- Directed by: Christian Nyby
- Written by: Gene L. Coon
- Produced by: William Conrad Jimmy Lydon
- Starring: Chad Everett Marilyn Devin Dean Jagger
- Cinematography: Harold E. Wellman
- Edited by: George R. Rohrs
- Music by: Fred Steiner
- Production company: William Conrad Productions
- Distributed by: Warner Bros.
- Release date: January 25, 1967;
- Running time: 92 minutes
- Country: United States
- Language: English

= First to Fight (film) =

1967 film by Christian Nyby

First to Fight is a 1967 American war film starring Chad Everett, Marilyn Devin, making her film debut, Dean Jagger, Bobby Troup and James Best.

The title of First to Fight was derived from the US military practice of sending in United States Marines first in attacks. The film features an early career appearance by future Academy Award winner Gene Hackman as Sgt. Tweed, already having starring in a breakthrough role in Bonnie and Clyde (1967).

==Plot==
In 1942, a group of American Marines are attacked by the Japanese in the jungles at Guadalcanal. Staff Sergeant "Shanghai" Jack Conell is the sole survivor of his squad, and when he makes it back to his own lines, he is given a field promotion to Second Lieutenant and awarded the Medal of Honor by Colonel Baseman.

Sent back home on a War Bonds Tour, Connell is reluctant to trade on his heroism and does not consider himself a hero, just a survivor. When he returns home, despite efforts of his friends to find him dates, he falls in love with Peggy Sandford (Marilyn Devin) and the two are married. Her fiancé had been killed, and Peggy extracts a promise from Connell that he will not go back into the war. For that time, he trains new recruits at Camp Pendleton Marine Base, but is emotionally distraught as he comes to think of himself as a slacker and treats his trainees harshly in the belief that they need to be hardened for battle.

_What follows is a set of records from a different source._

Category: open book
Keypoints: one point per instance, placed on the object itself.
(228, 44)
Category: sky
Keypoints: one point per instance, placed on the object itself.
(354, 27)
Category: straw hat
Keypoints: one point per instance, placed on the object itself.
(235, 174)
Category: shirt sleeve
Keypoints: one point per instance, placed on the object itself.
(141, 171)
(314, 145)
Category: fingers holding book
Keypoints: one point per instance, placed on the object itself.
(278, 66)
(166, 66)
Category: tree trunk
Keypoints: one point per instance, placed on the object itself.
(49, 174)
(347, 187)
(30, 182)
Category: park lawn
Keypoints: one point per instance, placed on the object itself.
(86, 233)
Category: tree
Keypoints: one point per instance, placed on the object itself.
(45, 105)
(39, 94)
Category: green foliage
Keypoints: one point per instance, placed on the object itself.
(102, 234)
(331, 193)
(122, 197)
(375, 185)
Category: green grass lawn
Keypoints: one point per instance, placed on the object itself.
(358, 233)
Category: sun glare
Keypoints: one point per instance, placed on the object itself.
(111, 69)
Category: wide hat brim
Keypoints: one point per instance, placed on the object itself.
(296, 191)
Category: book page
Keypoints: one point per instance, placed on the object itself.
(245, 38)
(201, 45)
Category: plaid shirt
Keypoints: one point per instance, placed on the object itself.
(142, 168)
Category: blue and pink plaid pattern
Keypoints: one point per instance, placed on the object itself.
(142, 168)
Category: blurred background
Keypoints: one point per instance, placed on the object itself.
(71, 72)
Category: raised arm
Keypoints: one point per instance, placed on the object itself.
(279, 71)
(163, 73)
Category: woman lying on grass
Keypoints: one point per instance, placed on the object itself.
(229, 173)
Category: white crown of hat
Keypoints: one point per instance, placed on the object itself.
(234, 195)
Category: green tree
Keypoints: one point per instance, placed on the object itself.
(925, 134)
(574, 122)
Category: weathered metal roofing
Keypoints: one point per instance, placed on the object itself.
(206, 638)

With a confrontation with Colonel Baseman who is afraid for him and his mental state, Connell is offered the chance to go back into the lines. He volunteers to return to the fighting, but even with Peggy, now pregnant and fearing for him, releasing him from his promise, Connell finds it difficult to become the warrior he once was. After freezing in combat, he eventually takes charge of his unit and leads them successfully in a raid against a Japanese island stronghold.

==Cast==

- Chad Everett as SSgt. / 2nd Lt. Jack Connell
- Marilyn Devin as Peggy Sanford
- Dean Jagger as Col. Baseman
- Bobby Troup as Lt. Overman
- Claude Akins as Capt. Mason
- Gene Hackman as Sgt. Tweed
- James Best as Sgt. Carnavan
- Norman Alden as Sgt. Schmidtmer
- Bobs Watson as Sgt. Maypole
- Ken Swofford as O'Brien
- Ray Reese as Hawkins
- Garry Goodgion as Karl
- Robert Austin as Adams
- Clint Ritchie as Sgt. Slater
- Stephen Roberts as Pres. Franklin D. Roosevelt

==Production==
First to Fight was shot at Camp Pendleton Marine Base, Oceanside, California, and in the San Fernando Valley at the Bell Ranch and Africa U.S.A. Park, a wildlife tourist attraction in Boca Raton, Florida. Most of the equipment matched period pieces from World War II and helped to make the film more authentic.

Footage from Casablanca (1942) was also incorporated in First to Fight.

==Reception==
First to Fight was notable in the number of major actors who were featured in starring and supporting roles. Although Marilyn Devin would star in only a few films, she went on to a career as a TV news anchor. Chad Everett appearing as one of the last contract actors in Hollywood was ably backed up by Oscar-winner Dean Jagger, and future Oscar-winner Gene Hackman, actor and Jazz singer Bobby Troup, Claude Akins and James Best, both of whom would later find fame as TV stars.